Most jewelry can be cleaned using the following method:
Mix a few drops of mild dish detergent (avoid fancy stuff with added ingredients) and lukewarm water.
Saturate the jewelry briefly in the solution, never submerge.
Use a soft-bristled toothbrush to buff away any dirt and debris.
Pat jewelry dry with a lint-free cloth (avoid paper toweling as that can scratch your jewelry).
Remove tarnish with a silver polishing cloth.
To reduce tarnishing on silver pieces, mix 1 tablespoon of baking soda with 1 cup of water. This paste will eliminate tarnish, so only use when necessary. Rinse with cool water, then pat dry with a soft cloth. Make a new mixture for each set of jewelry.
For mild cleaning, take a dab of regular baking soda toothpaste (avoid the gel kind), using a soft toothbrush and gently scrub the dirt away. Be sure to rinse thoroughly with warm water once done to avoid leaving residue behind. Dry completely with a soft cloth and hang to dry.
To clean your gold pieces, use a method similar to the basic one listed above. Mix a simple dish soap with a bit of club soda or seltzer water, then rub gently with an unused toothbrush. The use of a carbonated beverage instead of plain flat water helps to dislodge any dirt and grime around settings and hard to reach areas. Dry completely with a soft cloth and hang to dry.

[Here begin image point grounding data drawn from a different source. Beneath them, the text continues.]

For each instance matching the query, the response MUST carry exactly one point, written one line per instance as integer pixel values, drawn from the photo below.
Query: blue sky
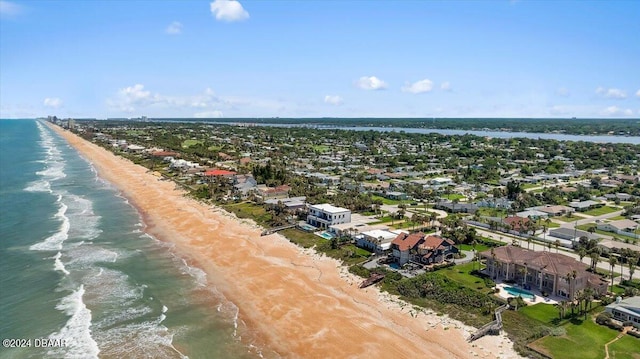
(320, 58)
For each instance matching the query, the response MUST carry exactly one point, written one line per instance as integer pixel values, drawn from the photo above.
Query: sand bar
(301, 304)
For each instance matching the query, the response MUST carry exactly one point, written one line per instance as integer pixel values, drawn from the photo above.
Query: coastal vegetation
(392, 177)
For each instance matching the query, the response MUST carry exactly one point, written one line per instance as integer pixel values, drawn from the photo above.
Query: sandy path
(302, 305)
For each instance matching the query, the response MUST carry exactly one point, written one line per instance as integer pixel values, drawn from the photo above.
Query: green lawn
(453, 196)
(250, 210)
(492, 212)
(600, 211)
(617, 218)
(301, 238)
(389, 201)
(573, 218)
(462, 274)
(626, 347)
(321, 148)
(468, 247)
(189, 143)
(585, 227)
(584, 340)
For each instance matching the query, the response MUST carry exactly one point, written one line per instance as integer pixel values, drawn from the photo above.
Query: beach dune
(300, 304)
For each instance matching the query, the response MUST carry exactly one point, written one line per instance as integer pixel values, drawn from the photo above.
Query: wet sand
(300, 304)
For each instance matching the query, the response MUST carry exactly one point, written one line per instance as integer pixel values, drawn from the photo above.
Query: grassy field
(585, 227)
(462, 274)
(389, 201)
(453, 196)
(542, 312)
(600, 211)
(249, 210)
(585, 340)
(573, 218)
(189, 143)
(626, 347)
(468, 247)
(492, 212)
(321, 148)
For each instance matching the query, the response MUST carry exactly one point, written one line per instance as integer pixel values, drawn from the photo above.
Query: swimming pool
(519, 292)
(326, 235)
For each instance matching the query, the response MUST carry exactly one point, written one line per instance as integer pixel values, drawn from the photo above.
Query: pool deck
(537, 297)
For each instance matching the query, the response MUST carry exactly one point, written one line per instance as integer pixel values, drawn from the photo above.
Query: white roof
(377, 233)
(325, 207)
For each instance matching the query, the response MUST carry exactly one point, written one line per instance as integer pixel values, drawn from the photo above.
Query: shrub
(603, 318)
(489, 282)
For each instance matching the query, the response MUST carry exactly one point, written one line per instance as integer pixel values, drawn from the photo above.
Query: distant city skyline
(227, 58)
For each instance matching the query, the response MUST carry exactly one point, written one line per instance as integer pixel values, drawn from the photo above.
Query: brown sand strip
(301, 304)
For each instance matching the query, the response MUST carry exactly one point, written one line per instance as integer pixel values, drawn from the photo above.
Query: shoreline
(300, 303)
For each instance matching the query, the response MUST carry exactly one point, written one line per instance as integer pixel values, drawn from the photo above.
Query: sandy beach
(300, 304)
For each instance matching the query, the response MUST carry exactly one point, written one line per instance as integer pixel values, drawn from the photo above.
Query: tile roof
(552, 263)
(406, 241)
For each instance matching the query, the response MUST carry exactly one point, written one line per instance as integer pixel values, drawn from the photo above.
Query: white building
(325, 215)
(626, 310)
(377, 240)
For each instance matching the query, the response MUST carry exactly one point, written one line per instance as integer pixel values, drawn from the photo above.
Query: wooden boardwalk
(492, 328)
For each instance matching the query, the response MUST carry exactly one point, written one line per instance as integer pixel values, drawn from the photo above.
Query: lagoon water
(77, 265)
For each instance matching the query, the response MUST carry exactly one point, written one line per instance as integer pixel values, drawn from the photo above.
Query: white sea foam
(54, 242)
(85, 223)
(39, 186)
(77, 330)
(198, 274)
(58, 265)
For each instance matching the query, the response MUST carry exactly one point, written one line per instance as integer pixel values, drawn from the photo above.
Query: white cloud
(228, 10)
(174, 28)
(616, 111)
(611, 93)
(421, 86)
(9, 8)
(333, 100)
(208, 114)
(371, 83)
(53, 102)
(132, 98)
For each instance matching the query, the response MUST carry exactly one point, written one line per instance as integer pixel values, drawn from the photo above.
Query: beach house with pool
(626, 310)
(325, 215)
(551, 273)
(422, 248)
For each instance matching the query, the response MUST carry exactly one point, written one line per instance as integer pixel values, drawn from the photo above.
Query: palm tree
(582, 252)
(595, 258)
(493, 263)
(612, 262)
(475, 254)
(632, 262)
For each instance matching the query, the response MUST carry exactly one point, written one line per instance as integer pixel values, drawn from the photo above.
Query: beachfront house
(422, 248)
(377, 240)
(552, 273)
(325, 215)
(623, 226)
(626, 310)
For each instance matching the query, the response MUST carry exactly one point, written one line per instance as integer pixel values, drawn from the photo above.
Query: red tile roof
(516, 222)
(434, 242)
(406, 241)
(219, 173)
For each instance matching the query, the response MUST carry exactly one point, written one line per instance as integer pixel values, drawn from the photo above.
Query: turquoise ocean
(77, 266)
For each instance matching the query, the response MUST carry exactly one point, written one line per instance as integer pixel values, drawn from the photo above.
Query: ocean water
(77, 266)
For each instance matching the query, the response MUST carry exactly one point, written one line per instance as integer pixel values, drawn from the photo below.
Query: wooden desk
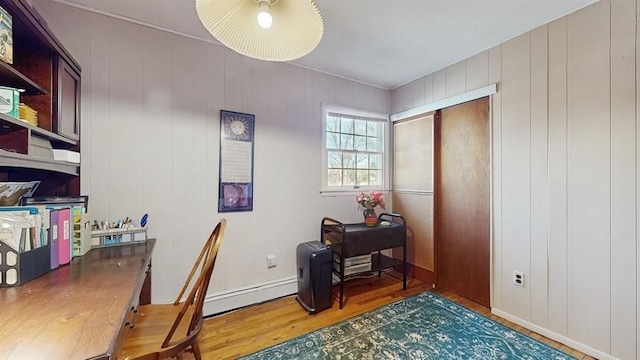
(78, 311)
(349, 240)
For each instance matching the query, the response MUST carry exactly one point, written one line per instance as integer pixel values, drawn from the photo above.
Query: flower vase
(370, 217)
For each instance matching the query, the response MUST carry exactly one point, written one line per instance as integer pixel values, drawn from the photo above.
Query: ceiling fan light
(297, 27)
(264, 16)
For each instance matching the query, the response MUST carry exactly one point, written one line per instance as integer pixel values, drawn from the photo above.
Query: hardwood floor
(244, 331)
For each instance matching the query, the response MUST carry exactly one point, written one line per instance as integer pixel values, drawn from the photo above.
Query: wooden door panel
(462, 200)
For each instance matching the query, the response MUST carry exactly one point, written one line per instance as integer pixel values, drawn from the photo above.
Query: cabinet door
(66, 106)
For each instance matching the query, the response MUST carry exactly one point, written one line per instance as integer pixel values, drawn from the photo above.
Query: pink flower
(370, 200)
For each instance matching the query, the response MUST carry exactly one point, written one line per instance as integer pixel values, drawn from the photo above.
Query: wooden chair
(168, 330)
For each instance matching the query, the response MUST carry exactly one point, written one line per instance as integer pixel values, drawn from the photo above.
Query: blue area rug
(424, 326)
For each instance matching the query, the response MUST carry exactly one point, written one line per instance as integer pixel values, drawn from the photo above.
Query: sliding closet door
(413, 190)
(462, 200)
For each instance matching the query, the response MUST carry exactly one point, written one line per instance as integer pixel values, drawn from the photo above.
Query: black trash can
(315, 262)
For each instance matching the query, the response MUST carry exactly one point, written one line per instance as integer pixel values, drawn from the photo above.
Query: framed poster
(235, 190)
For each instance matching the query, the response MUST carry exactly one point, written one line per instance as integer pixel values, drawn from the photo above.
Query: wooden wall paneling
(215, 95)
(233, 66)
(396, 98)
(538, 281)
(637, 158)
(494, 71)
(456, 79)
(588, 177)
(204, 141)
(623, 180)
(186, 195)
(125, 126)
(439, 85)
(477, 74)
(157, 143)
(428, 89)
(95, 77)
(516, 173)
(557, 172)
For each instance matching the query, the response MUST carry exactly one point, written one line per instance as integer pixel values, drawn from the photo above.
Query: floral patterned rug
(424, 326)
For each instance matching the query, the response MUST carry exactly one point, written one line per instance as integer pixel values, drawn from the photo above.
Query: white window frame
(348, 111)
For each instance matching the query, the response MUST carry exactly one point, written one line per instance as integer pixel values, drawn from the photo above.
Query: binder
(21, 228)
(53, 236)
(64, 236)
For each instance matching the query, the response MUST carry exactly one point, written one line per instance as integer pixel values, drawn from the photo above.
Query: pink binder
(53, 237)
(64, 236)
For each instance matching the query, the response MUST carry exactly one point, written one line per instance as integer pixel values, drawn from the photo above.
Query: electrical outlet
(271, 261)
(518, 278)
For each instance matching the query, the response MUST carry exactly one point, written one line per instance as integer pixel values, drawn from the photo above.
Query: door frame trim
(450, 101)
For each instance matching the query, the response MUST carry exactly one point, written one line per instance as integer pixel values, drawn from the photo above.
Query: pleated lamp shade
(296, 30)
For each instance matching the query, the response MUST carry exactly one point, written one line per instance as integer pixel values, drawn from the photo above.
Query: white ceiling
(384, 43)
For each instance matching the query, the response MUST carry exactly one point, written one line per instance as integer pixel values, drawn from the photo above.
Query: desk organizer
(115, 237)
(18, 268)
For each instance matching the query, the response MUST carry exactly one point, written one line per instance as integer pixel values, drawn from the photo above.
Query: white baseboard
(234, 299)
(554, 336)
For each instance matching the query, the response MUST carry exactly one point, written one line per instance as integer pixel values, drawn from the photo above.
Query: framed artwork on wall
(235, 186)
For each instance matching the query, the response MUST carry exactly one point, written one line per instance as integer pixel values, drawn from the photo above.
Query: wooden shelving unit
(40, 66)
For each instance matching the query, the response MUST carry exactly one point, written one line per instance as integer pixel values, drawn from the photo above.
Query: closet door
(413, 191)
(462, 200)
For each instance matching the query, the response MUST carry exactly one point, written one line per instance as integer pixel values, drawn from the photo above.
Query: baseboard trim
(237, 298)
(554, 336)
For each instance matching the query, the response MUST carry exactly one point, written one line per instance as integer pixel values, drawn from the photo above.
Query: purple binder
(54, 234)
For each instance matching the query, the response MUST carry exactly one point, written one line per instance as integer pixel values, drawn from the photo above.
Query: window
(355, 149)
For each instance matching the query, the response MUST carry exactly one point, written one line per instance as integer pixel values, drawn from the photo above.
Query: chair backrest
(195, 300)
(201, 261)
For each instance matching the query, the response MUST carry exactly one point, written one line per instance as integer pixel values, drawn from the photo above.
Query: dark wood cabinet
(48, 79)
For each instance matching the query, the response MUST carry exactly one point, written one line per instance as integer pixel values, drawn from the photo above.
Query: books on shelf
(6, 36)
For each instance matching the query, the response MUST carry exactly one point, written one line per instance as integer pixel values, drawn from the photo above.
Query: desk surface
(75, 311)
(360, 239)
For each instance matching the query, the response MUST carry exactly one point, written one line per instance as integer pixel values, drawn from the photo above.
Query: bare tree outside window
(354, 150)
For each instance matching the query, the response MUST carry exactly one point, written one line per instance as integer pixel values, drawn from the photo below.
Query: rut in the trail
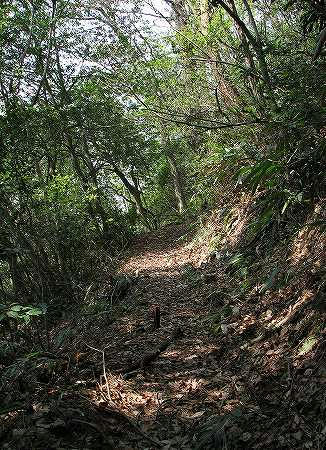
(209, 388)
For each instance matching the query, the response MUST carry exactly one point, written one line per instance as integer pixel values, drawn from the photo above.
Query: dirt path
(232, 389)
(168, 393)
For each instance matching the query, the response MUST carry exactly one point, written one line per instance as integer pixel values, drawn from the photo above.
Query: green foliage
(19, 313)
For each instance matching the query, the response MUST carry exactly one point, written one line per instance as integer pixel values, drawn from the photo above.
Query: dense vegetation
(119, 117)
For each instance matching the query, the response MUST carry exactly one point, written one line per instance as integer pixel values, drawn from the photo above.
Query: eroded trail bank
(229, 367)
(236, 373)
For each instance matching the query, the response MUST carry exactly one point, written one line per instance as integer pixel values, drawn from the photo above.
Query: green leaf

Most colored gemstones are glued so it is important not to use water as it will encourage glue to loosen and the gems to fall out of their settings. Instead, use wipes or a damp cloth to spiff them up a bit. Let them dry hanging – no moisture can pool behind the gem and make the glue unstick. Use a very lightly dampened q-tip to get around the finer edges of the settings. Just be sure to blot all excess on the q-tip and thoroughly dry your piece.
Pearls and porous stones
Soft gems, such as pearls, are incredibly porous and can easily scratch. To fix this problem, clean them softly with a gentle shampoo or another mild soap-and-water solution (never soak them) with a makeup brush. Lay a strand of pearls on a towel to dry as they are often prone to unwanted expansion when wet.
If you are unsure how fragile a piece is, always err on the side of caution and seek professional advice rather than experimenting. We suggest seeking a professional clean once a year. Dirt, marks, blemishes or scratches acquired through age or everyday wear can easily be removed to return a treasured piece to its former glory.
Look for a jeweller with professional training and a good reputation – asking friends or relatives for recommendations is a good place to start.